Qwen 3.6 & Gemma 4 on M3 Ultra Mac Studio
The release of Qwen 3.6 and Gemma 4 by Alibaba and Google has demonstrated the considerable progress in developing smaller open-source models to replace their more expensive closed-source counterparts, with their evaluation scores matching those of previous-generation SOTA models. Despite their small sizes, these models still require significant compute resources to run on consumer-grade hardware, often requiring significant quantization, lower context windows, and higher latencies.
Though they are difficult to run today, it is our hypothesis that consumers will soon be capable of running these models without significant workarounds. This experiment tests the bounds of latencies (pp - prefill speed & tg - decode speed) and resource consumption (memory usage) for these models on an M3 Ultra Mac Studio to serve as a basis for future experiments. We will not be focusing on evaluation scores as that work will be done separately. This specific variant of the Mac Studio was chosen due to its entry-level pricing and hardware specifications, serving as a great stepping stone for anyone looking to run their own personal agents. Our experiment tests the following combinations:
- 4 models (2 Gemma, 2 Qwen):
- Gemma-4-31B-it (dense, 30.7 B params, sliding-window attention)
- Gemma-4-26B-A4B-it (MoE, 25.2 B total / 3.8 B active, sliding-window attention)

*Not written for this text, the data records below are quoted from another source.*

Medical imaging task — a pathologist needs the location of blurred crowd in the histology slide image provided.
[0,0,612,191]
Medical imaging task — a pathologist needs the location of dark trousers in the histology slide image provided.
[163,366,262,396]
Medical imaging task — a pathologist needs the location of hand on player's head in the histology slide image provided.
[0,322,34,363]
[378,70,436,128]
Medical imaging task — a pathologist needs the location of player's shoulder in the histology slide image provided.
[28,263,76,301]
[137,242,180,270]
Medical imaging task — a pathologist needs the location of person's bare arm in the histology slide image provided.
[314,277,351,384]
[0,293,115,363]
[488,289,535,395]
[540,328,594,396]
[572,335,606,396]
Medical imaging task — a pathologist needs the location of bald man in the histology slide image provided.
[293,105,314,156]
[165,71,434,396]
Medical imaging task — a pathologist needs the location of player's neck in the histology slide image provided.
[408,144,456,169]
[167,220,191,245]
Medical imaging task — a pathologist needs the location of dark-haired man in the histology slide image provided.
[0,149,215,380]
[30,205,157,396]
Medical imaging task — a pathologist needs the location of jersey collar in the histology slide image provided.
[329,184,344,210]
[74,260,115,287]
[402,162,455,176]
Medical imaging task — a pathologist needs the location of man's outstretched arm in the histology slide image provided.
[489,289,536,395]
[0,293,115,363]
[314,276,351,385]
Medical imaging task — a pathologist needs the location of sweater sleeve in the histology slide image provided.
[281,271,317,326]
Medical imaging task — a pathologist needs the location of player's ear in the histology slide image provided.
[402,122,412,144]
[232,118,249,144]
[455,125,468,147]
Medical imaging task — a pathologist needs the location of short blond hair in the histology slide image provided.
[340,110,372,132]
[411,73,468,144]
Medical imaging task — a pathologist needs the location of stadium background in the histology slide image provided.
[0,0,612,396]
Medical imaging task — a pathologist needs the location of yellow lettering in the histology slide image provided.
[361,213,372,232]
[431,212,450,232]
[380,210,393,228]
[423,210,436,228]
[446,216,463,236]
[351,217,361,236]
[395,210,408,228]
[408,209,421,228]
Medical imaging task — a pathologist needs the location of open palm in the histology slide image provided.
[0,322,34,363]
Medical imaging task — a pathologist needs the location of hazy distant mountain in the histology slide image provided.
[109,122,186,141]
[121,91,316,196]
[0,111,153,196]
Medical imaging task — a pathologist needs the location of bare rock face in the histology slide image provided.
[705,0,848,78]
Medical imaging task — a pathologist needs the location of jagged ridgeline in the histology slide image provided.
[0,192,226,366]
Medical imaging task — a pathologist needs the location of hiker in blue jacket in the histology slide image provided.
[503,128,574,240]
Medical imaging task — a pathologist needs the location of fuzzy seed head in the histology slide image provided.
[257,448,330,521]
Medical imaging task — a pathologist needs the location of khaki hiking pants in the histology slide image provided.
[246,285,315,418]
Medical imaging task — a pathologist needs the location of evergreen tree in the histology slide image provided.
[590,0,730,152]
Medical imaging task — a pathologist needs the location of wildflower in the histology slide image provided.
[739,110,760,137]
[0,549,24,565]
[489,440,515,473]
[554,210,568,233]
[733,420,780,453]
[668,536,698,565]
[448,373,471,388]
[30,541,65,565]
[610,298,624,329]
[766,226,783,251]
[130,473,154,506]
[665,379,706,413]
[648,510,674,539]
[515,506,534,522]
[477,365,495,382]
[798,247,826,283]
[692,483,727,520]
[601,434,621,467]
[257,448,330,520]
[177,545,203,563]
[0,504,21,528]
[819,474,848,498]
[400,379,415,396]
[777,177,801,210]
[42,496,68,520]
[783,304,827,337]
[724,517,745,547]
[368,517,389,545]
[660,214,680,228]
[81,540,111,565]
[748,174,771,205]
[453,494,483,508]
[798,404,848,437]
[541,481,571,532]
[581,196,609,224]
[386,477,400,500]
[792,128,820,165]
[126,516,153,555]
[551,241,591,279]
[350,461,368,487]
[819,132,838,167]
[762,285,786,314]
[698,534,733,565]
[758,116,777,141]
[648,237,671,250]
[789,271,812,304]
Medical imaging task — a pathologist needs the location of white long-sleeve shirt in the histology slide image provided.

- Qwen3.6-27B (dense, 27.8 B params, linear+full hybrid attention)
- Qwen3.6-35B-A3B (MoE, 34.7 B total / 2.9 B active, linear+full hybrid attention)
- 2 inference backends: MLX, llama.cpp
- 3 parameter quantizations (KV-cache remains BF16): BF16, 8-bit, 4-bit
- 6 context windows: 4K → 256K
1. Setup#
Our experiment setup involves a single M3 Ultra Mac Studio along with open-source software.
1.1 Hardware#
| Field | Value |
|---|---|
| Chip | Apple M3 Ultra |
| OS | macOS 26.4.1 (Darwin 25.4.0) |
| RAM | 96 GB unified (LPDDR5) |
| Memory bandwidth | 819 GB/s |
| GPU cores | 60 |
| GPU compute | 21.47 TFLOPS BF16 |
| Disk at start | 845 GB free |
| MSRP as of 05/13/2026 | $3,999.00 |
1.2 Benchmark matrix#
| Axis | Values | Count |
|---|---|---|
| Model | Gemma-4-31B-it, Gemma-4-26B-A4B-it, Qwen3.6-27B, Qwen3.6-35B-A3B | 4 |
| Quantization | BF16 (orig), 8-bit (Q8_0 / MLX 8b), 4-bit (Q4_K_M / MLX 4b) | 3 |
| Backend | MLX (mlx-community), llama.cpp (GGUF) | 2 |
| Context | 4K, 16K, 32K, 64K, 128K, 256K | 6 |
1.3 Software versions#
| Software | Version |
|---|---|
llama.cpp (llama-bench) | build b9090 (Homebrew) |
| ggml | 0.11.0 |
| MLX (Python) | 0.31.2 |
| mlx-lm | 0.31.3 |
| Python (venv) | 3.13.13 |
The quantized variants of the models in this experiment were done with:
- MLX:
mlx_lm.convert -q --q-bits {4,8} - GGUF:
convert_hf_to_gguf.py+llama-quantize
1.4 Architecture#
| Model | FFN | Attention layers | Total params | Active params |
|---|---|---|---|---|
| Gemma-4-31B-it | Dense | 50 sliding 10 full | 30.7 B | 30.7 B |
| Qwen3.6-27B | Dense | 48 linear 16 full | 27.8 B | 27.8 B |
| Gemma-4-26B-A4B-it | MoE | 25 sliding 5 full | 25.2 B | 3.8 B |
| Qwen3.6-35B-A3B | MoE | 30 linear 10 full | 34.7 B | 2.9 B |
config.json and model card. Layer counts list attention types, with a sliding window of 1024 tokens for Gemma models.2. Method#
To minimize potential contamination in our experiment, each test (one <model, quantization, backend, context>) was measured in isolation, with no state carried over from the previous test. The tests were done as follows:
- Start a fresh process. No Python state, allocator cache, or model weights are carried over from the previous test.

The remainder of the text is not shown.